DNA-based responsive hydrogels are a promising group of materials capable of adapting their properties to the presence of various molecular targets in their environment, ranging from DNA [1,2,3] and other organic molecules [4,5,6], through ions [7,8,9,10] to viruses [11] and cells [12,13]. The mechanism of recognition relies on the ability to synthesize a custom DNA base sequence, which controls the structure of the DNA molecule down to the nanolevel, and on the Watson–Crick complementarity rules that govern the base pairing and interactions with other DNA or non-DNA (via aptamer interactions) molecules. DNA thus offers remarkable sensitivity and specificity in its interactions and the hydrogel provides a means to amplify the molecular signal to a microscopic length scale. The possible applications are in sensing [4,10,14,15], targeted drug delivery [16,17,18], as well as in tissue engineering and as soft devices [1,19,20,21].
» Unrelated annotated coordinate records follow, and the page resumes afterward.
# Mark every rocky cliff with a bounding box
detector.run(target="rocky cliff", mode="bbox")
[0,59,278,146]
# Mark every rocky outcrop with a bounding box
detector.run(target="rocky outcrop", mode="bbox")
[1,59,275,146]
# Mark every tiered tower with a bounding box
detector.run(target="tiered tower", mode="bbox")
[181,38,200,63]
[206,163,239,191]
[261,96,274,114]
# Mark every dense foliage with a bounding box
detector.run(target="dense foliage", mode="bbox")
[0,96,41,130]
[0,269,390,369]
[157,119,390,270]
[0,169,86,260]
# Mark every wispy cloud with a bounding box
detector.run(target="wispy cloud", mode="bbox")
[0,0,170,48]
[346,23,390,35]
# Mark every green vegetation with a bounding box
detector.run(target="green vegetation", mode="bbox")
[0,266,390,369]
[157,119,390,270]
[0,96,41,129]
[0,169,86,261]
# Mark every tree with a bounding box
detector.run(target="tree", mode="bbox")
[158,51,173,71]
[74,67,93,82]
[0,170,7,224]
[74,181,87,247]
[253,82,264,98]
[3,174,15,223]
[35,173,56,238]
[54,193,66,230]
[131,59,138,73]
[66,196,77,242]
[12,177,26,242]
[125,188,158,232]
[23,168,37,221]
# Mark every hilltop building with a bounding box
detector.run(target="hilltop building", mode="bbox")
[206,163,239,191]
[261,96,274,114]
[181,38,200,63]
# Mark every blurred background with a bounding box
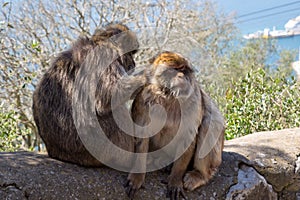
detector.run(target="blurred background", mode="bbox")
[0,0,300,151]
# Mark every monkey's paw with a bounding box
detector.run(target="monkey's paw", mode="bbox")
[124,174,145,199]
[183,171,206,191]
[167,181,187,200]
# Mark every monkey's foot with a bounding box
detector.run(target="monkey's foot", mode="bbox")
[167,181,187,200]
[183,171,206,191]
[124,174,145,199]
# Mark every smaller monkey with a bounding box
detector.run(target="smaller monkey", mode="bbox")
[125,52,225,200]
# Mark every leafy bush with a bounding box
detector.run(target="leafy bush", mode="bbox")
[225,68,300,139]
[0,108,29,151]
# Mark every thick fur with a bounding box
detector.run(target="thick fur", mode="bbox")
[126,52,225,199]
[33,24,142,167]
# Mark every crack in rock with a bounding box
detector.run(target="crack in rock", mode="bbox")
[226,164,277,200]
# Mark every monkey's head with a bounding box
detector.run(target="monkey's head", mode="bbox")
[151,51,194,98]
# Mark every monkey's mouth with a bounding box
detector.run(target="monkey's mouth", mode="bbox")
[170,87,191,98]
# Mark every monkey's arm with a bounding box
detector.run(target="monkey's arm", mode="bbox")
[167,140,196,200]
[125,96,150,199]
[184,90,225,191]
[125,138,149,199]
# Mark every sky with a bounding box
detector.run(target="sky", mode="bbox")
[215,0,300,34]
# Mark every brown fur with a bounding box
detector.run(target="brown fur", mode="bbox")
[33,24,142,167]
[126,52,224,199]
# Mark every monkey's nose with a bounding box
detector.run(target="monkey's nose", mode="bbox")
[177,72,184,78]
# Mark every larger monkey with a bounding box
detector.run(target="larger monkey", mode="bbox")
[33,24,143,167]
[126,52,225,199]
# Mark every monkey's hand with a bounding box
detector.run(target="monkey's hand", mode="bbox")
[124,173,145,199]
[167,178,187,200]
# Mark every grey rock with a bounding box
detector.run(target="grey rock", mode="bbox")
[0,129,300,200]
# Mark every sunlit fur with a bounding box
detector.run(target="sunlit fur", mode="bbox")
[33,24,141,167]
[126,52,224,200]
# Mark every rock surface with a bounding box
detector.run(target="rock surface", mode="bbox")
[0,128,300,200]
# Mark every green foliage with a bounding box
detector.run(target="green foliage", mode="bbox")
[0,108,29,151]
[225,68,300,139]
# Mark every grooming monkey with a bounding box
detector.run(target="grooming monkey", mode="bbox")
[33,24,144,167]
[125,52,225,199]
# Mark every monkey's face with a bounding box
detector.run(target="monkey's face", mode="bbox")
[151,64,193,98]
[150,51,194,98]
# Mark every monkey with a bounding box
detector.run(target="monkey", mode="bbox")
[32,23,144,167]
[125,51,225,199]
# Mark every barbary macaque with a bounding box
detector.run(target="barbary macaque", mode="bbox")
[125,51,225,199]
[33,24,144,167]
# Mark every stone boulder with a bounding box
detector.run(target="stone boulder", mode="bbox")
[0,128,300,200]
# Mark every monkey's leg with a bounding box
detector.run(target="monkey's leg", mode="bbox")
[183,135,224,191]
[167,141,196,200]
[125,138,149,199]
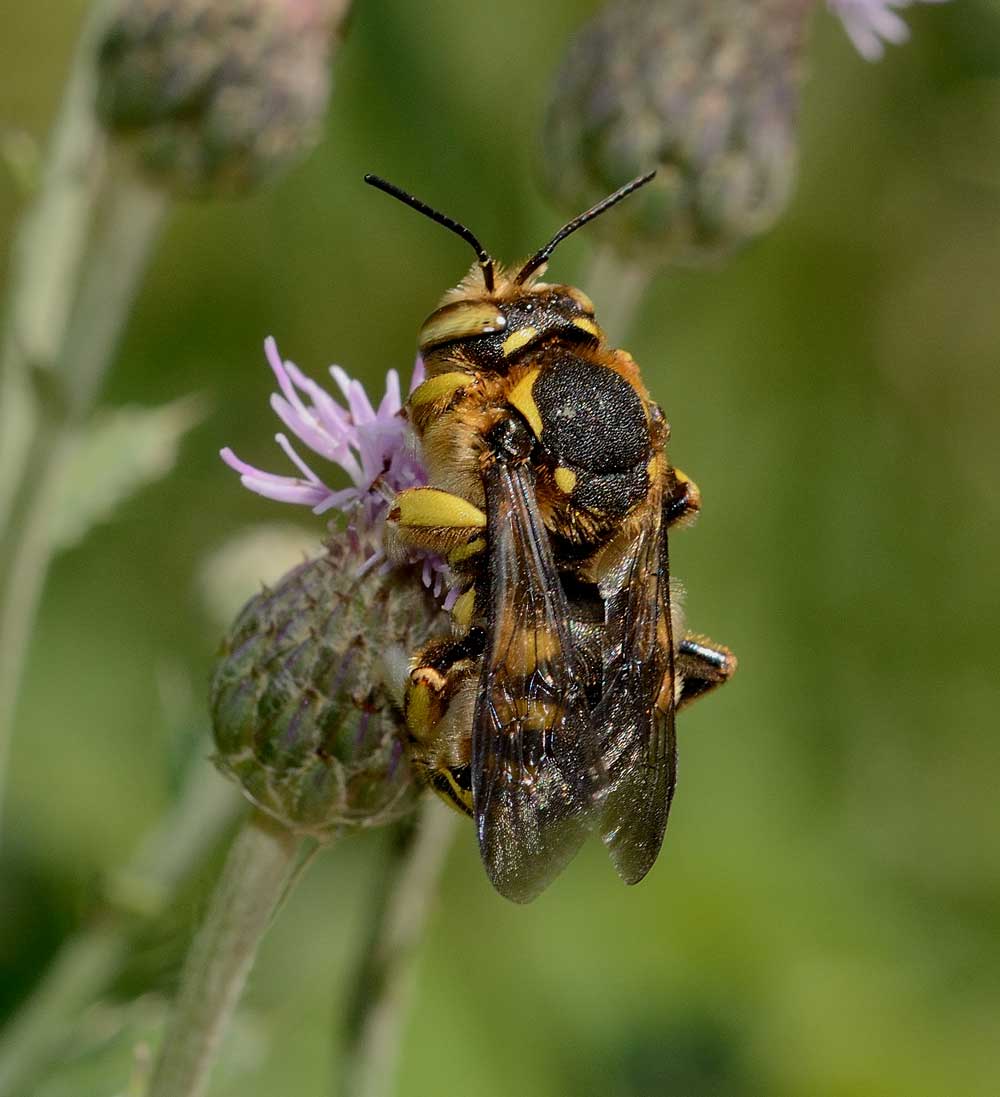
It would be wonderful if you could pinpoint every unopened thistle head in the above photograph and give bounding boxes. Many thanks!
[543,0,811,262]
[542,0,943,263]
[98,0,349,194]
[213,340,446,836]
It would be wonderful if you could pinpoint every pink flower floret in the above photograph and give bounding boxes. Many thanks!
[220,338,447,593]
[827,0,946,61]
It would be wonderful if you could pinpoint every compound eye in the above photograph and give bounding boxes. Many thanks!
[420,301,507,352]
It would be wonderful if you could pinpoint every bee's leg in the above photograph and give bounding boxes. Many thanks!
[674,633,736,709]
[386,487,486,563]
[663,468,702,527]
[404,629,485,815]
One of the DNA hydrogel designs for sensing applications was introduced in 1996 by Nagahara and Matsuda [22] and further investigated in our group [23,24]. The hydrogels in question consist of a dual crosslinked polyacrylamide network (Figure 1), in which the covalently crosslinked polyacrylamide carries oligonucleotide-based physical crosslinks that can be opened in a process of toehold-mediated strand displacement [25]. In short, the oligonucleotide crosslinks are formed by two 5′acrydite-functionalized oligonucleotides that have a complementary region at their 3′ ends. The strands form a partially hybridized duplex and the acrydite allows them to be incorporated through covalent bonds into the hydrogel network as an additional crosslink. This crosslink can be disrupted by the binding of a target oligonucleotide T, which is complementary to one of the crosslink strands—sensing strand S. Nearly the whole complementarity region between S and T is blocked by the other crosslink strand—the blocking strand B. The bases that are complementary to T, but not blocked by B, form the toehold—a domain available for the initial binding of the target. The binding is then followed by a migration of the junction point along the length of the S strand, until the strand B is entirely displaced.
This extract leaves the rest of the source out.